JDWNRH’s surgical department records high surgical site infection

The incidence of surgical site infection (SSI) in the surgical department with the national referral hospital in Thimphu was 30.7 percent, one of the highest in the region.

This is according to an observational descriptive study carried out at the hospital from July to December last year, to establish the incidence and factors associated with SSI at the department.

The study found that the infection was significantly associated with older age and wound class such as clean-contaminated wound and dirty wound. Factors like gender, obesity, co-morbidities, tobacco, emergency cases, operated by junior surgeon are not statistically associated with the infection.

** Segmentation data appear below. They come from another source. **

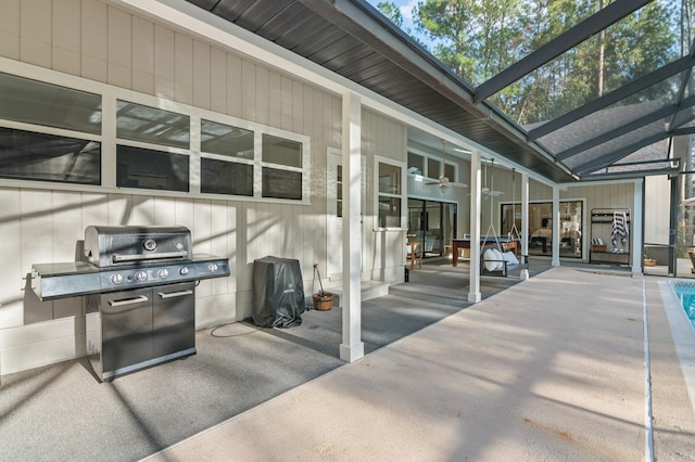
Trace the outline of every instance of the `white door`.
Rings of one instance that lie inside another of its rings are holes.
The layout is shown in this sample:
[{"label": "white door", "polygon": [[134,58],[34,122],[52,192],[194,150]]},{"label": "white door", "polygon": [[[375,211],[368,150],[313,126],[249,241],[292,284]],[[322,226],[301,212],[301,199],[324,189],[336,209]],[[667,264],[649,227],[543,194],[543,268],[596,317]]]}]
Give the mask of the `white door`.
[{"label": "white door", "polygon": [[326,176],[326,200],[328,230],[326,232],[328,255],[328,279],[340,280],[343,271],[343,166],[342,153],[333,147],[328,149]]},{"label": "white door", "polygon": [[[327,277],[331,281],[342,279],[343,272],[343,157],[342,153],[328,147],[327,151],[327,176],[326,176],[326,200],[328,230],[326,232],[326,254],[328,255]],[[367,158],[362,156],[362,205],[364,215],[367,190]],[[364,230],[363,230],[364,232]],[[364,265],[363,265],[364,266]]]}]

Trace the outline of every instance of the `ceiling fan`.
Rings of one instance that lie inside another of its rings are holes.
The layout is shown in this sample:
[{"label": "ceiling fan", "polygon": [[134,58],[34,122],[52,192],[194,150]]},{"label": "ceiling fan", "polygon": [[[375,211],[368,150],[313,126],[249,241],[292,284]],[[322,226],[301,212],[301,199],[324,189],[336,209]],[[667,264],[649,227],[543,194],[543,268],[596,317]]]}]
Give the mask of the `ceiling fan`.
[{"label": "ceiling fan", "polygon": [[448,177],[444,174],[444,168],[446,167],[446,141],[442,140],[442,175],[440,175],[437,181],[429,181],[425,183],[426,187],[439,187],[439,190],[442,193],[445,193],[448,190],[448,187],[457,187],[457,188],[468,188],[468,184],[457,183],[455,181],[450,181]]},{"label": "ceiling fan", "polygon": [[[493,181],[494,181],[494,175],[493,174],[494,174],[494,171],[492,174],[489,174],[488,172],[488,163],[485,161],[482,161],[482,163],[483,163],[483,176],[482,176],[482,179],[483,179],[483,182],[484,182],[484,185],[480,189],[480,192],[482,193],[482,196],[484,198],[501,196],[502,194],[504,194],[504,192],[495,191],[493,189]],[[494,163],[495,163],[495,159],[491,158],[490,159],[490,170],[494,170]],[[488,187],[488,177],[490,177],[490,187]],[[470,195],[470,194],[468,194],[468,195]]]},{"label": "ceiling fan", "polygon": [[502,191],[494,190],[494,169],[495,169],[495,159],[490,159],[490,188],[488,188],[488,164],[485,164],[485,185],[481,189],[482,195],[485,197],[497,197],[504,194]]}]

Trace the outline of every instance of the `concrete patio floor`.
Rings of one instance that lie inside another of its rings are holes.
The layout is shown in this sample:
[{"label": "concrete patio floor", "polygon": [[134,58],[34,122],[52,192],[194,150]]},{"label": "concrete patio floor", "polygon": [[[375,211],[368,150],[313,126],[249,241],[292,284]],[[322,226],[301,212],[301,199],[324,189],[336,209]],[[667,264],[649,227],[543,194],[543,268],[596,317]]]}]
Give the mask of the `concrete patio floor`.
[{"label": "concrete patio floor", "polygon": [[427,261],[363,301],[353,364],[333,308],[200,331],[194,357],[113,383],[81,360],[3,376],[0,461],[695,460],[695,332],[672,280],[530,269],[483,278],[470,305],[467,266]]},{"label": "concrete patio floor", "polygon": [[151,460],[695,460],[665,284],[553,268]]}]

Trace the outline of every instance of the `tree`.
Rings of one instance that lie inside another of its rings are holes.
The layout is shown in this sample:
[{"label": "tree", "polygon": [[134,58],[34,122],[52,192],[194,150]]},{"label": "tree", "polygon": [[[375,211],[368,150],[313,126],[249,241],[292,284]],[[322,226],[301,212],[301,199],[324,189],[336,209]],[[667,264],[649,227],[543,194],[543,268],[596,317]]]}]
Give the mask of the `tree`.
[{"label": "tree", "polygon": [[[685,1],[685,0],[683,0]],[[609,0],[425,0],[416,27],[432,53],[478,86],[604,8]],[[677,50],[672,4],[652,2],[491,98],[519,124],[555,118],[666,62]],[[668,86],[626,100],[670,94]]]}]

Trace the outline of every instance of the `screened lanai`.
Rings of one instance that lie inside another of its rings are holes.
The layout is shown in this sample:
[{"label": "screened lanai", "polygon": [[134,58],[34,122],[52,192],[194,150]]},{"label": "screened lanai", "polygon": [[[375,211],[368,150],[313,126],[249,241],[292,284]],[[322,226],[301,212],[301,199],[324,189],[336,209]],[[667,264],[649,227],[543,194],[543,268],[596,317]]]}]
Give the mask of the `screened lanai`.
[{"label": "screened lanai", "polygon": [[[686,2],[574,2],[584,9],[553,28],[532,30],[536,39],[531,46],[509,52],[526,52],[520,59],[476,81],[477,76],[456,73],[435,57],[426,48],[424,30],[406,28],[408,35],[382,15],[375,8],[380,2],[189,1],[552,181],[639,178],[685,168],[672,158],[670,146],[673,137],[693,130],[693,47],[683,44],[692,38],[682,27]],[[425,3],[434,10],[430,17],[446,21],[456,14],[465,17],[465,3],[476,2]],[[552,2],[542,3],[552,8]],[[498,17],[510,21],[513,13]],[[527,21],[532,18],[526,13]],[[672,34],[649,41],[650,28],[665,22]],[[439,40],[441,44],[444,39]],[[635,48],[654,56],[640,62],[604,57],[629,56]],[[601,81],[570,99],[563,88],[543,86],[553,76],[561,81],[563,75],[581,72],[571,67],[572,56],[601,61],[597,65],[604,68],[597,70]],[[536,84],[548,110],[536,112],[538,119],[510,110],[523,104],[520,91],[534,91]]]}]

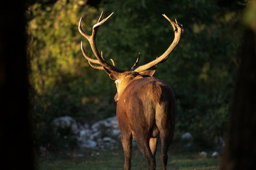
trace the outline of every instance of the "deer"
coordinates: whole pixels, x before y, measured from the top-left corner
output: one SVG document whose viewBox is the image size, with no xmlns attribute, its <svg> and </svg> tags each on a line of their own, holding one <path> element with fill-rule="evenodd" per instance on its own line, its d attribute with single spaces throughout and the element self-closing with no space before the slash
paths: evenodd
<svg viewBox="0 0 256 170">
<path fill-rule="evenodd" d="M 83 48 L 81 48 L 90 66 L 97 69 L 104 70 L 109 78 L 115 80 L 117 92 L 114 99 L 116 102 L 116 120 L 122 135 L 122 145 L 124 153 L 124 169 L 131 169 L 132 141 L 135 139 L 137 145 L 145 157 L 148 169 L 156 169 L 156 153 L 159 139 L 161 140 L 161 163 L 162 169 L 166 169 L 167 152 L 173 136 L 177 104 L 171 87 L 163 80 L 155 78 L 156 66 L 164 62 L 173 50 L 183 34 L 182 25 L 170 20 L 164 14 L 163 16 L 171 24 L 174 31 L 174 39 L 168 49 L 155 60 L 137 67 L 140 53 L 129 71 L 123 71 L 108 62 L 103 57 L 102 51 L 99 53 L 95 37 L 100 25 L 113 14 L 101 20 L 103 11 L 92 28 L 92 35 L 86 34 L 82 29 L 81 17 L 78 30 L 85 38 L 96 57 L 88 57 Z"/>
</svg>

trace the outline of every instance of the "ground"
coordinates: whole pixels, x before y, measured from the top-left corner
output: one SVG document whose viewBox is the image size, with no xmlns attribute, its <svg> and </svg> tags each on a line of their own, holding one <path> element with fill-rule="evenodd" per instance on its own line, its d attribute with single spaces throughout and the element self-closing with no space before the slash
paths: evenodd
<svg viewBox="0 0 256 170">
<path fill-rule="evenodd" d="M 161 169 L 159 146 L 156 155 L 156 169 Z M 199 152 L 186 151 L 184 149 L 180 152 L 179 148 L 173 146 L 169 150 L 167 169 L 219 169 L 220 158 L 212 158 L 211 155 L 212 152 L 207 152 L 207 157 L 202 158 L 199 156 Z M 124 155 L 121 148 L 101 151 L 83 150 L 77 151 L 76 153 L 77 154 L 77 153 L 83 154 L 83 157 L 72 158 L 70 156 L 48 155 L 41 157 L 38 160 L 38 169 L 124 169 Z M 132 169 L 147 169 L 146 160 L 137 146 L 134 146 L 132 148 Z"/>
</svg>

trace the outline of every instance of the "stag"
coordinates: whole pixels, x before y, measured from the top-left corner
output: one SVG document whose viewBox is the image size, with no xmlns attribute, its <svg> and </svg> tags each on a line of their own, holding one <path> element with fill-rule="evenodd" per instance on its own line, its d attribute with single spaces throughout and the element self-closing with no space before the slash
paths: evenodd
<svg viewBox="0 0 256 170">
<path fill-rule="evenodd" d="M 81 48 L 83 56 L 92 67 L 104 70 L 111 79 L 115 80 L 117 92 L 115 101 L 116 102 L 116 118 L 122 134 L 125 156 L 124 169 L 131 169 L 132 139 L 136 141 L 140 151 L 146 158 L 148 169 L 155 169 L 155 155 L 159 138 L 161 166 L 163 169 L 166 169 L 167 151 L 173 136 L 175 124 L 176 101 L 170 86 L 152 76 L 156 71 L 155 66 L 166 60 L 178 44 L 183 32 L 182 25 L 179 24 L 176 19 L 173 22 L 163 14 L 174 31 L 173 42 L 162 55 L 137 67 L 139 53 L 131 70 L 124 71 L 117 67 L 112 59 L 112 64 L 106 61 L 102 52 L 100 54 L 97 49 L 95 37 L 98 29 L 113 13 L 101 20 L 102 13 L 97 24 L 93 26 L 91 36 L 86 34 L 83 31 L 82 18 L 78 25 L 79 32 L 89 41 L 97 59 L 92 59 L 86 54 L 83 41 Z"/>
</svg>

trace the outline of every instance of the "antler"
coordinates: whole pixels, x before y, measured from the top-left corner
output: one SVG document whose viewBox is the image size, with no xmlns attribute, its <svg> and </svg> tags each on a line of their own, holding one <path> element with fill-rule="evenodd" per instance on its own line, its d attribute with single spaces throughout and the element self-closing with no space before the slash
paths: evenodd
<svg viewBox="0 0 256 170">
<path fill-rule="evenodd" d="M 81 42 L 81 48 L 83 52 L 83 55 L 84 55 L 84 58 L 88 60 L 89 64 L 93 68 L 98 69 L 104 69 L 104 67 L 106 67 L 107 69 L 117 71 L 118 73 L 122 73 L 123 71 L 118 67 L 115 66 L 115 62 L 114 61 L 111 60 L 111 62 L 113 63 L 113 65 L 110 64 L 108 62 L 106 62 L 104 58 L 103 58 L 103 53 L 102 52 L 101 52 L 101 55 L 99 53 L 98 50 L 97 49 L 96 46 L 96 42 L 95 42 L 95 38 L 96 38 L 96 34 L 97 32 L 98 31 L 99 27 L 102 25 L 106 21 L 107 21 L 110 17 L 113 14 L 112 13 L 110 14 L 107 18 L 103 19 L 102 21 L 101 17 L 102 17 L 102 13 L 103 11 L 101 13 L 100 17 L 99 18 L 98 22 L 97 22 L 96 24 L 95 24 L 92 28 L 92 33 L 91 36 L 88 36 L 85 32 L 83 31 L 82 26 L 81 26 L 81 20 L 82 20 L 82 17 L 81 17 L 80 20 L 79 20 L 79 24 L 78 25 L 78 30 L 79 31 L 79 32 L 90 43 L 90 45 L 91 46 L 91 48 L 92 52 L 93 52 L 94 55 L 95 55 L 97 59 L 93 59 L 90 57 L 89 57 L 85 53 L 84 49 L 83 46 L 83 41 Z M 95 66 L 93 65 L 92 63 L 94 64 L 97 64 L 99 65 L 101 65 L 101 66 Z"/>
<path fill-rule="evenodd" d="M 175 19 L 175 22 L 173 22 L 168 17 L 167 17 L 167 16 L 165 15 L 165 14 L 163 14 L 163 16 L 164 16 L 164 18 L 166 18 L 171 23 L 172 28 L 173 29 L 175 37 L 173 42 L 172 43 L 171 45 L 168 47 L 168 48 L 166 50 L 166 51 L 162 54 L 162 55 L 156 58 L 154 60 L 152 60 L 150 62 L 148 62 L 145 65 L 138 67 L 138 68 L 135 69 L 134 71 L 140 73 L 141 71 L 147 70 L 148 69 L 152 67 L 153 66 L 157 65 L 157 64 L 161 62 L 164 61 L 168 59 L 169 54 L 175 48 L 179 41 L 180 41 L 181 35 L 183 33 L 182 25 L 179 25 L 177 22 L 176 19 Z"/>
<path fill-rule="evenodd" d="M 131 68 L 131 70 L 133 70 L 138 65 L 138 63 L 139 62 L 140 60 L 140 52 L 139 52 L 139 55 L 137 57 L 136 61 L 135 62 L 134 64 L 133 64 L 132 67 Z"/>
</svg>

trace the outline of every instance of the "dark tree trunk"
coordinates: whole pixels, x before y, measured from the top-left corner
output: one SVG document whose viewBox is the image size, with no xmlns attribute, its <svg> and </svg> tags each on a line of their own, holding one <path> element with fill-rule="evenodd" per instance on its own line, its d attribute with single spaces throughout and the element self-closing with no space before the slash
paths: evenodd
<svg viewBox="0 0 256 170">
<path fill-rule="evenodd" d="M 221 169 L 256 169 L 255 32 L 245 32 Z"/>
<path fill-rule="evenodd" d="M 0 4 L 0 169 L 34 169 L 25 10 L 23 1 Z"/>
</svg>

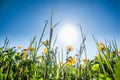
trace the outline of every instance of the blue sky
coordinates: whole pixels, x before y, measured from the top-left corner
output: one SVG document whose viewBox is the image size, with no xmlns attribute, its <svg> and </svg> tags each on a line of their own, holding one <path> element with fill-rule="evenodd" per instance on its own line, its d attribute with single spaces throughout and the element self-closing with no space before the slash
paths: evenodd
<svg viewBox="0 0 120 80">
<path fill-rule="evenodd" d="M 97 54 L 94 51 L 96 46 L 92 34 L 99 41 L 104 41 L 105 38 L 112 40 L 115 37 L 120 42 L 119 0 L 1 0 L 0 46 L 8 37 L 10 45 L 26 47 L 33 36 L 40 36 L 45 21 L 50 20 L 52 8 L 54 23 L 62 20 L 55 34 L 59 34 L 57 32 L 65 24 L 82 25 L 90 58 Z M 72 45 L 78 47 L 76 44 L 79 40 L 80 36 L 78 42 Z M 58 43 L 61 41 L 58 40 Z"/>
</svg>

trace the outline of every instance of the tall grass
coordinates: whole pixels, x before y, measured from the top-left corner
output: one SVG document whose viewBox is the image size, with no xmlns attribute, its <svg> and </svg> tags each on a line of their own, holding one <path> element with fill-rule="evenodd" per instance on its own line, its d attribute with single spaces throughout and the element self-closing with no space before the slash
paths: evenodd
<svg viewBox="0 0 120 80">
<path fill-rule="evenodd" d="M 58 51 L 57 47 L 53 48 L 57 40 L 57 36 L 53 37 L 54 29 L 60 21 L 53 25 L 52 17 L 53 11 L 49 25 L 49 40 L 43 41 L 48 20 L 45 22 L 39 41 L 34 37 L 26 49 L 22 49 L 21 46 L 10 48 L 9 40 L 5 40 L 4 45 L 0 47 L 1 80 L 120 80 L 120 51 L 115 40 L 111 43 L 106 41 L 104 44 L 99 43 L 93 36 L 99 53 L 94 59 L 88 60 L 86 36 L 80 26 L 82 41 L 79 53 L 76 57 L 69 56 L 68 54 L 72 53 L 74 48 L 67 46 L 67 52 L 64 53 L 67 57 L 63 62 L 63 50 Z M 44 46 L 44 49 L 41 49 L 43 53 L 37 56 L 41 46 Z M 62 54 L 62 61 L 60 61 L 60 54 Z M 59 56 L 56 57 L 57 55 Z M 82 55 L 84 60 L 81 59 Z"/>
</svg>

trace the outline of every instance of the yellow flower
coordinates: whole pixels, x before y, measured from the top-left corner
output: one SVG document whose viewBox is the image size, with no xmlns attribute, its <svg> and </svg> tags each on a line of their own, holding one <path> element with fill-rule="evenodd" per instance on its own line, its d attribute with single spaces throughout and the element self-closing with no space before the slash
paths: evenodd
<svg viewBox="0 0 120 80">
<path fill-rule="evenodd" d="M 75 56 L 78 56 L 78 54 L 76 53 Z"/>
<path fill-rule="evenodd" d="M 60 65 L 63 65 L 63 62 L 62 61 L 60 61 L 60 63 L 59 63 Z"/>
<path fill-rule="evenodd" d="M 72 66 L 76 62 L 76 58 L 72 58 L 71 56 L 68 58 L 67 65 Z"/>
<path fill-rule="evenodd" d="M 26 60 L 27 59 L 27 49 L 23 50 L 23 59 Z"/>
<path fill-rule="evenodd" d="M 101 51 L 105 50 L 105 45 L 102 42 L 99 43 L 99 49 Z"/>
<path fill-rule="evenodd" d="M 45 46 L 48 46 L 49 45 L 49 41 L 48 40 L 43 41 L 42 44 L 45 45 Z"/>
<path fill-rule="evenodd" d="M 88 59 L 87 59 L 87 58 L 84 58 L 84 59 L 83 59 L 83 62 L 87 62 L 87 61 L 88 61 Z"/>
<path fill-rule="evenodd" d="M 28 48 L 28 50 L 33 51 L 33 50 L 35 50 L 35 48 L 33 48 L 32 46 L 30 46 L 30 47 Z"/>
<path fill-rule="evenodd" d="M 47 54 L 48 53 L 48 49 L 44 48 L 44 53 Z"/>
<path fill-rule="evenodd" d="M 67 46 L 67 50 L 72 51 L 72 50 L 74 50 L 74 48 L 71 45 L 69 45 L 69 46 Z"/>
<path fill-rule="evenodd" d="M 98 53 L 97 57 L 98 57 L 98 58 L 100 58 L 100 57 L 101 57 L 100 53 Z"/>
<path fill-rule="evenodd" d="M 72 66 L 73 64 L 72 64 L 71 61 L 68 61 L 68 62 L 67 62 L 67 65 L 68 65 L 68 66 Z"/>
<path fill-rule="evenodd" d="M 16 56 L 19 56 L 20 55 L 20 53 L 16 53 Z"/>
<path fill-rule="evenodd" d="M 76 62 L 76 58 L 73 58 L 72 59 L 72 63 L 74 64 Z"/>
<path fill-rule="evenodd" d="M 22 48 L 22 46 L 19 45 L 19 46 L 18 46 L 18 49 L 21 49 L 21 48 Z"/>
</svg>

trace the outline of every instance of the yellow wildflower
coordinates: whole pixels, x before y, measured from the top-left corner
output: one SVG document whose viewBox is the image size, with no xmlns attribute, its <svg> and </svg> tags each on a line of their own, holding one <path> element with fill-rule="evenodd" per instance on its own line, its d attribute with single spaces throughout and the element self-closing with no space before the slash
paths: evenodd
<svg viewBox="0 0 120 80">
<path fill-rule="evenodd" d="M 32 46 L 30 46 L 29 48 L 28 48 L 28 50 L 30 50 L 30 51 L 33 51 L 33 50 L 35 50 Z"/>
<path fill-rule="evenodd" d="M 76 53 L 75 56 L 78 56 L 78 54 Z"/>
<path fill-rule="evenodd" d="M 16 56 L 19 56 L 20 55 L 20 53 L 16 53 Z"/>
<path fill-rule="evenodd" d="M 49 41 L 48 40 L 43 41 L 42 44 L 45 45 L 45 46 L 48 46 L 49 45 Z"/>
<path fill-rule="evenodd" d="M 83 62 L 87 62 L 87 61 L 88 61 L 88 59 L 87 59 L 87 58 L 84 58 L 84 59 L 83 59 Z"/>
<path fill-rule="evenodd" d="M 60 61 L 60 63 L 59 63 L 60 65 L 63 65 L 63 62 L 62 61 Z"/>
<path fill-rule="evenodd" d="M 71 61 L 68 61 L 68 62 L 67 62 L 67 65 L 68 65 L 68 66 L 72 66 L 73 64 L 72 64 Z"/>
<path fill-rule="evenodd" d="M 105 45 L 102 42 L 100 42 L 100 44 L 99 44 L 99 49 L 101 51 L 105 50 Z"/>
<path fill-rule="evenodd" d="M 44 53 L 47 54 L 48 53 L 48 49 L 44 48 Z"/>
<path fill-rule="evenodd" d="M 101 57 L 100 53 L 98 53 L 97 57 L 98 57 L 98 58 L 100 58 L 100 57 Z"/>
<path fill-rule="evenodd" d="M 71 45 L 69 45 L 69 46 L 67 46 L 67 50 L 72 51 L 72 50 L 74 50 L 74 48 Z"/>
<path fill-rule="evenodd" d="M 19 45 L 19 46 L 18 46 L 18 49 L 21 49 L 21 48 L 22 48 L 22 46 Z"/>
<path fill-rule="evenodd" d="M 67 65 L 72 66 L 76 62 L 76 58 L 72 58 L 71 56 L 68 58 Z"/>
<path fill-rule="evenodd" d="M 26 60 L 27 59 L 27 49 L 23 50 L 23 59 Z"/>
<path fill-rule="evenodd" d="M 72 59 L 72 63 L 74 64 L 76 62 L 76 58 L 73 58 Z"/>
</svg>

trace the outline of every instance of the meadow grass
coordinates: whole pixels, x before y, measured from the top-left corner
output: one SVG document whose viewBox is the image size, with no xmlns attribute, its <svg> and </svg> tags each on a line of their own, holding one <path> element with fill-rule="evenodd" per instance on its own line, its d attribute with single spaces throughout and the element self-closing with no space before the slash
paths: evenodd
<svg viewBox="0 0 120 80">
<path fill-rule="evenodd" d="M 52 16 L 53 12 L 48 40 L 42 40 L 48 21 L 45 22 L 39 41 L 37 42 L 34 37 L 26 49 L 22 46 L 8 47 L 9 40 L 5 40 L 4 45 L 0 47 L 1 80 L 120 80 L 120 51 L 115 40 L 111 43 L 106 41 L 104 44 L 99 43 L 93 36 L 99 53 L 89 60 L 86 54 L 86 36 L 80 26 L 82 41 L 79 53 L 75 57 L 69 56 L 68 54 L 74 50 L 71 45 L 66 47 L 66 53 L 62 50 L 59 53 L 57 47 L 54 48 L 57 37 L 53 38 L 53 32 L 60 21 L 53 25 Z M 37 56 L 41 46 L 44 46 L 43 53 Z M 65 62 L 63 62 L 63 54 L 67 54 Z M 81 60 L 82 55 L 85 56 L 83 60 Z"/>
</svg>

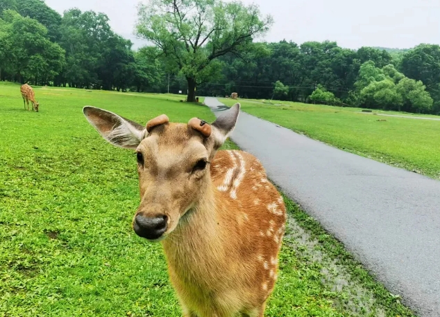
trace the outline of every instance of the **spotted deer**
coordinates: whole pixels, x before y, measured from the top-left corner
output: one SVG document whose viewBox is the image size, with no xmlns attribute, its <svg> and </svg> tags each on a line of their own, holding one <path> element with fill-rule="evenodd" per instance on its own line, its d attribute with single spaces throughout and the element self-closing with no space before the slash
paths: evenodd
<svg viewBox="0 0 440 317">
<path fill-rule="evenodd" d="M 23 102 L 24 103 L 24 109 L 26 110 L 26 105 L 28 105 L 28 111 L 29 110 L 29 100 L 32 104 L 32 111 L 35 109 L 35 111 L 38 112 L 38 107 L 40 104 L 37 101 L 35 101 L 35 94 L 33 92 L 33 89 L 28 84 L 24 84 L 20 87 L 20 91 L 22 92 L 22 97 L 23 97 Z"/>
<path fill-rule="evenodd" d="M 239 108 L 212 125 L 162 115 L 146 127 L 83 109 L 105 140 L 137 153 L 141 199 L 132 226 L 162 244 L 185 317 L 263 316 L 277 279 L 283 199 L 255 156 L 219 150 Z"/>
</svg>

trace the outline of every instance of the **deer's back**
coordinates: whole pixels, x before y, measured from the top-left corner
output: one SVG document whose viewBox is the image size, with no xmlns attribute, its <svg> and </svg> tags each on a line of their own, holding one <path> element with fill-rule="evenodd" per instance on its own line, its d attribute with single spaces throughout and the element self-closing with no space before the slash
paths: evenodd
<svg viewBox="0 0 440 317">
<path fill-rule="evenodd" d="M 276 280 L 278 253 L 285 233 L 282 197 L 267 179 L 261 163 L 242 151 L 219 151 L 212 163 L 211 178 L 221 193 L 224 219 L 237 241 L 231 251 L 235 248 L 242 263 L 253 266 L 249 287 L 269 294 Z"/>
</svg>

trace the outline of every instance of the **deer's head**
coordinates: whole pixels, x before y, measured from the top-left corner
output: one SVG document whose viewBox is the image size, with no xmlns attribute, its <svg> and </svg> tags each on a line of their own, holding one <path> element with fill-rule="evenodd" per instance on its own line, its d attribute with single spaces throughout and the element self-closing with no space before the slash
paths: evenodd
<svg viewBox="0 0 440 317">
<path fill-rule="evenodd" d="M 92 126 L 114 145 L 136 151 L 141 202 L 133 227 L 139 236 L 160 241 L 171 233 L 210 188 L 210 163 L 232 132 L 240 105 L 212 125 L 193 118 L 171 123 L 165 115 L 146 127 L 112 112 L 85 107 Z"/>
</svg>

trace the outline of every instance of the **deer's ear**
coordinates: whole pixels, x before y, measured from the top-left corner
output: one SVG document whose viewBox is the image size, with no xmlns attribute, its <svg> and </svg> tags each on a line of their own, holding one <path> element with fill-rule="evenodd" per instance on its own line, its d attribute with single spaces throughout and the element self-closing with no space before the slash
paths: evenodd
<svg viewBox="0 0 440 317">
<path fill-rule="evenodd" d="M 211 136 L 214 138 L 215 148 L 223 145 L 228 136 L 234 130 L 239 113 L 240 104 L 237 102 L 212 123 Z"/>
<path fill-rule="evenodd" d="M 144 126 L 112 112 L 90 106 L 83 112 L 99 134 L 117 147 L 135 149 L 147 134 Z"/>
</svg>

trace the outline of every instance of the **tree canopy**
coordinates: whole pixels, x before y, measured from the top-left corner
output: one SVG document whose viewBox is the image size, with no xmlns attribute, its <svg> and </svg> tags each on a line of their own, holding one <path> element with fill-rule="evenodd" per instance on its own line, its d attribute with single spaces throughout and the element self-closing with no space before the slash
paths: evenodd
<svg viewBox="0 0 440 317">
<path fill-rule="evenodd" d="M 249 50 L 255 37 L 272 24 L 255 5 L 221 0 L 149 0 L 139 8 L 137 34 L 153 43 L 169 71 L 180 71 L 188 82 L 188 101 L 196 86 L 219 71 L 215 60 Z"/>
<path fill-rule="evenodd" d="M 221 0 L 151 0 L 133 49 L 108 17 L 42 0 L 0 1 L 0 80 L 82 89 L 301 101 L 440 114 L 440 46 L 255 41 L 272 19 Z"/>
</svg>

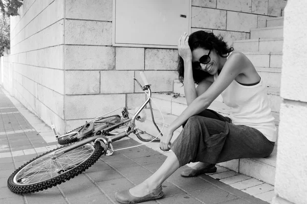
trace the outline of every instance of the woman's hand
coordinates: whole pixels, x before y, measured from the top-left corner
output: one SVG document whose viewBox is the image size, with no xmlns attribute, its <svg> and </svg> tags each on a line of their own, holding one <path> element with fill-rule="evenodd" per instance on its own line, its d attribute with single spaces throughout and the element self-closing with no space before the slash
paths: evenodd
<svg viewBox="0 0 307 204">
<path fill-rule="evenodd" d="M 166 134 L 163 135 L 162 139 L 160 140 L 160 148 L 162 151 L 168 151 L 170 148 L 170 141 L 173 136 L 172 132 L 168 132 Z"/>
<path fill-rule="evenodd" d="M 192 52 L 188 43 L 189 36 L 186 33 L 178 40 L 178 53 L 184 61 L 192 61 Z"/>
</svg>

“Exogenous factors were not studied but implicated to be responsible for infection like staff hygiene. Hand hygiene, operation theatre and instrument sterility among others,” Dr Sonam Jamtsho said.

An SSI is an infection that occurs after surgery in the part of the body where the surgery took place.

Dr Sonam Jamtsho, a surgical resident with the Khesar Gyalpo University of Medical Sciences of Bhutan, said that it is one of the most concerning yet preventable hospital-associated infections (HAI), even in advance health centres. “SSI is the second highest HAI worldwide and a huge burden on health economics.”

He said that all patients admitted to the surgical department for incisional surgery who are willing to come for follow up until 30 days are approached for the study.

Of 298 participants, 40 were lost to follow up. He said 62 percent of SSI was detected after discharge from hospital highlighting the significance of follow up.

“Wound examinations were done in the wards before they are sent home and when they come for stitch removal,” he said. “Infected wounds with discharges were sent for culture.”

In terms of procedures, he said that deroofing and drainage of hydrated cyst, appendectomy, percutaneous nephrolithotomy (procedure to remove stones from the kidney), and open ureteriolithotomy (a surgery to remove stones from the ureter) have a high rate of SSI.

The study was also conducted to determine microbiological growth in SSI and their antibiotic susceptibility pattern.

Dr Sonam Jamtsho said that identifying the microbiological organism and their antibiotic sensitivity would benefit in choosing prophylactic antibiotics and improving general sterility of the environment. “There is no published data on SSI incidence in Bhutan to date.”

Of the 26 swabs, it was found that the most common organism isolated is Escherichia coli (E.coli). Gentamycin was found to be the most sensitive antibiotic and amoxicillin as the most resistant antibiotic.

The study recommends further studies on risk factors associated with SSI and optimises treatment.

Dr Sonam Jamtsho said there is a need to have a better surveillance system, to strengthen hospital guidelines and protocols and adhere to it. “We also need to look into correctable exogenous factors.”

“It is high time we have a robust hospital infection control policies in all the health centres so that we can not only reduce the incidence of SSI but also reduce the burden of HAI in the country,” he said.